What is the syntax for Typescript arrow functions with generics?

The full example explaining the syntax referenced by Robin... brought it home for me:

Generic functions

Something like the following works fine:

function foo<T>(x: T): T { return x; }

However using an arrow generic function will not:

const foo = <T>(x: T) => x; // ERROR : unclosed `T` tag

Workaround: Use extends on the generic parameter to hint the compiler that it's a generic, e.g.:

const foo = <T extends unknown>(x: T) => x;

If you're in a .tsx file you cannot just write <T>, but this works:

const foo = <T, >(x: T) => x;

As opposed to the extends {} hack, this hack at least preserves the intent.

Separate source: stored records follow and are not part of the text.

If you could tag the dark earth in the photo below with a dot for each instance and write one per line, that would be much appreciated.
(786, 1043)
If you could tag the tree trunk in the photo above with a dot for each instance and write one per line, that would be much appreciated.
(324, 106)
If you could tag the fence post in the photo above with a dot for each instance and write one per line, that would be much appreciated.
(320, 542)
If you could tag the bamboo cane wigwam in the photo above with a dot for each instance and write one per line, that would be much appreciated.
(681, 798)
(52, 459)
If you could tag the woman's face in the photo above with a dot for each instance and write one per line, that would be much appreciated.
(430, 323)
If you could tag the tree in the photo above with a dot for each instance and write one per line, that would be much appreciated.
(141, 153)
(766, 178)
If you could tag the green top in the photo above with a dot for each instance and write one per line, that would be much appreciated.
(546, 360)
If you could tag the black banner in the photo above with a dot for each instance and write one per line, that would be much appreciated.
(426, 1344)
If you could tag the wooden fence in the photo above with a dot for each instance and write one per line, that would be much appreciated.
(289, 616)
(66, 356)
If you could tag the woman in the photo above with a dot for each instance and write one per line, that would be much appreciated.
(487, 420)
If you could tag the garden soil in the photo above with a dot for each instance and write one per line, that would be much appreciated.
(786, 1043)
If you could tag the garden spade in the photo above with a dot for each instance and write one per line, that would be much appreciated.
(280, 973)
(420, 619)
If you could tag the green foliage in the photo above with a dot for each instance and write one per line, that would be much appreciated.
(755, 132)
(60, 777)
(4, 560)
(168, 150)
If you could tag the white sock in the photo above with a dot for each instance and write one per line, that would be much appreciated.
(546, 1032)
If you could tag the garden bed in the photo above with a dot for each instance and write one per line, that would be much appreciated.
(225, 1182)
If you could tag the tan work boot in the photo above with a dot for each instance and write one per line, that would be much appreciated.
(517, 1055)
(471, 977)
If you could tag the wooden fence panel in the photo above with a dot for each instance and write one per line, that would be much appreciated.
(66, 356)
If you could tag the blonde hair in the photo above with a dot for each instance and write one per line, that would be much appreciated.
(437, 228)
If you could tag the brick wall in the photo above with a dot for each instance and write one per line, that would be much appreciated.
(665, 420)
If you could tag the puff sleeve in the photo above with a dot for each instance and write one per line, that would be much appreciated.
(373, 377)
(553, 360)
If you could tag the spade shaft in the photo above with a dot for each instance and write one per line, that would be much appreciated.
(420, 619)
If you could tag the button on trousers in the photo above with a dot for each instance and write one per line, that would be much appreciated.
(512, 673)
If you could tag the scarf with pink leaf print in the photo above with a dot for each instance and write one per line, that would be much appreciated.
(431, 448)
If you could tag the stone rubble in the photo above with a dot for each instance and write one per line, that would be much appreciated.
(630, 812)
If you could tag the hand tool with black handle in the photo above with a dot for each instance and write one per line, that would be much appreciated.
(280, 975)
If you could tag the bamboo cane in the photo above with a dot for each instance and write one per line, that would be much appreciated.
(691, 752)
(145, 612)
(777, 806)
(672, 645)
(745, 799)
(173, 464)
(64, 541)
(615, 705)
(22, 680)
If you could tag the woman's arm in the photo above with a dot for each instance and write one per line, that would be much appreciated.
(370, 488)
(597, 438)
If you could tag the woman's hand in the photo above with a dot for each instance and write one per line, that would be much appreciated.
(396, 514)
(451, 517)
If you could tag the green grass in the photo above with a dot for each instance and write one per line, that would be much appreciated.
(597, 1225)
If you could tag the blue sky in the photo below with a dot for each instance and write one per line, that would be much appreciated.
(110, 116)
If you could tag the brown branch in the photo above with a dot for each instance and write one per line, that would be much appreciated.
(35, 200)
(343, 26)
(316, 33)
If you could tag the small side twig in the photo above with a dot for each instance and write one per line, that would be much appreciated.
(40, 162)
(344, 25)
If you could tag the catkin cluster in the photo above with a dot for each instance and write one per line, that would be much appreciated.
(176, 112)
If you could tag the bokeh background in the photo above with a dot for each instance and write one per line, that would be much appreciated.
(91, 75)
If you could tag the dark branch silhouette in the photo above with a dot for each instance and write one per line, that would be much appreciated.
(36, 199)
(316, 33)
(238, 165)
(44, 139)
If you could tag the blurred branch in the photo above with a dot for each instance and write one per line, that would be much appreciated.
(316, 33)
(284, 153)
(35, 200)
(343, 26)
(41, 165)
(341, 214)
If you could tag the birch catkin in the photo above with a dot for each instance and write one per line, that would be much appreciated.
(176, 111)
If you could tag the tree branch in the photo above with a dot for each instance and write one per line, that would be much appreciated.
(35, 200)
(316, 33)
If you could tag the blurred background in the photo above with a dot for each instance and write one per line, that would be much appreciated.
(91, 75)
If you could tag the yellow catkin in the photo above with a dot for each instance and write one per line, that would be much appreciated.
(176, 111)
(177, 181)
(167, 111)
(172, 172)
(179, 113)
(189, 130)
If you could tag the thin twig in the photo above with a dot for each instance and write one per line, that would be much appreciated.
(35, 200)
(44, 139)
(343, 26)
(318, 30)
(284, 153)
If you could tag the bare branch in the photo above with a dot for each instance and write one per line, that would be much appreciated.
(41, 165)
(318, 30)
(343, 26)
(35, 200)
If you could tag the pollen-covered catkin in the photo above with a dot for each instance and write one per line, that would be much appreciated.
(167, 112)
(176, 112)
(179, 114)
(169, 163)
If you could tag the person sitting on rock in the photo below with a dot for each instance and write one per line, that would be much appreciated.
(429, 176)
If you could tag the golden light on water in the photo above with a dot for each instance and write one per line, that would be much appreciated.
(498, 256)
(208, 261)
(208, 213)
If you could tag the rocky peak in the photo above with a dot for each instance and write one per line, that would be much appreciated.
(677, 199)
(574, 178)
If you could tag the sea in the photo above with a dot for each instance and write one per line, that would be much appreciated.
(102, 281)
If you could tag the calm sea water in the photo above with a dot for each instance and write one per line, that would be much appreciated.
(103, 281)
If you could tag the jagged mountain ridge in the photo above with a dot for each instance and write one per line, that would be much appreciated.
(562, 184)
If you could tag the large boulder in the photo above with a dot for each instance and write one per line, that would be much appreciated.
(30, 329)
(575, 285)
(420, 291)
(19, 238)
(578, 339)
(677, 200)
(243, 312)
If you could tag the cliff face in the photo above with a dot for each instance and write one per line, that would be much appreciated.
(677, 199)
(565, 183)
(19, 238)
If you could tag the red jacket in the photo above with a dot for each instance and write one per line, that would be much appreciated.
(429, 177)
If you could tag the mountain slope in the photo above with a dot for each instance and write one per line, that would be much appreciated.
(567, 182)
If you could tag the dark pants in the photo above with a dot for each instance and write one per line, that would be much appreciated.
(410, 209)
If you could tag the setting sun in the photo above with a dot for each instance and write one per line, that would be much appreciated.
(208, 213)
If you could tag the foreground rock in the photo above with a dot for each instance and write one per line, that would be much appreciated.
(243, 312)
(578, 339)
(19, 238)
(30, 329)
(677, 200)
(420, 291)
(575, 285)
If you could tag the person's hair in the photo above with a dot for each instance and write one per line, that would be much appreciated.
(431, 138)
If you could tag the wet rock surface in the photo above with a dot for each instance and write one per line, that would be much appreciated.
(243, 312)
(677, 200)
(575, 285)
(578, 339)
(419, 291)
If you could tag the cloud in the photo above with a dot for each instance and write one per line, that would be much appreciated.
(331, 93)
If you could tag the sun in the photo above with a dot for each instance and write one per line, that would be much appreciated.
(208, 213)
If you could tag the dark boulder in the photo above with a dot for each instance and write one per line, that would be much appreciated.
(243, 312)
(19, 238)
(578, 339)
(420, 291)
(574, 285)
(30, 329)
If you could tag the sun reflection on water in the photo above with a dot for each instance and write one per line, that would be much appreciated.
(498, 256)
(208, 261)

I found the example above confusing. I am using React and JSX so I think it complicated the scenario.

I got clarification from TypeScript Deep Dive, which states for arrow generics:

Workaround: Use extends on the generic parameter to hint the compiler that it's a generic, this came from a simpler example that helped me.

    const identity = < T extends {} >(arg: T): T => { return arg; }

The language specification says on p.64f

A construct of the form < T > ( ... ) => { ... } could be parsed as an arrow function expression with a type parameter or a type assertion applied to an arrow function with no type parameter. It is resolved as the former[..]

example:

// helper function needed because Backbone-couchdb's sync does not return a jqxhr
let fetched = <
           R extends Backbone.Collection<any> >(c:R) => {
               return new Promise(function (fulfill, reject) {
                   c.fetch({reset: true, success: fulfill, error: reject})
               });
           };

This works for me

const Generic = <T> (value: T) => {
    return value;
} 

so late, but with ES6 no need extends it still work for me.... :)

let getArray = <T>(items: T[]): T[] => {
    return new Array<T>().concat(items)
}

let myNumArr = getArray<number>([100, 200, 300]);
let myStrArr = getArray<string>(["Hello", "World"]);
myNumArr.push(1)
console.log(myNumArr)

while the popular answer with extends {} works and is better than extends any, it forces the T to be an object

const foo = <T extends {}>(x: T) => x;

to avoid this and preserve the type-safety, you can use extends unknown instead

const foo = <T extends unknown>(x: T) => x;

I to use this type of declaration:

const identity: { <T>(arg: T): T } = (arg) => arg;

It allows defining additional props to your function if you ever need to and in some cases, it helps keeping the function body cleaner from the generic definition.

If you don't need the additional props (namespace sort of thing), it can be simplified to:

const identity: <T>(arg: T) => T = (arg) => arg;

In 2021, Ts 4.3.3

const useRequest = <DataType, ErrorType>(url: string): Response<DataType, ErrorType> 
   => {
      ...
   }

Using <T, extends {}> throws an error when you try to pass null as parameter. I will prefer using <T,> because it clears the issue. I am yet to get the reason why. But this worked for me.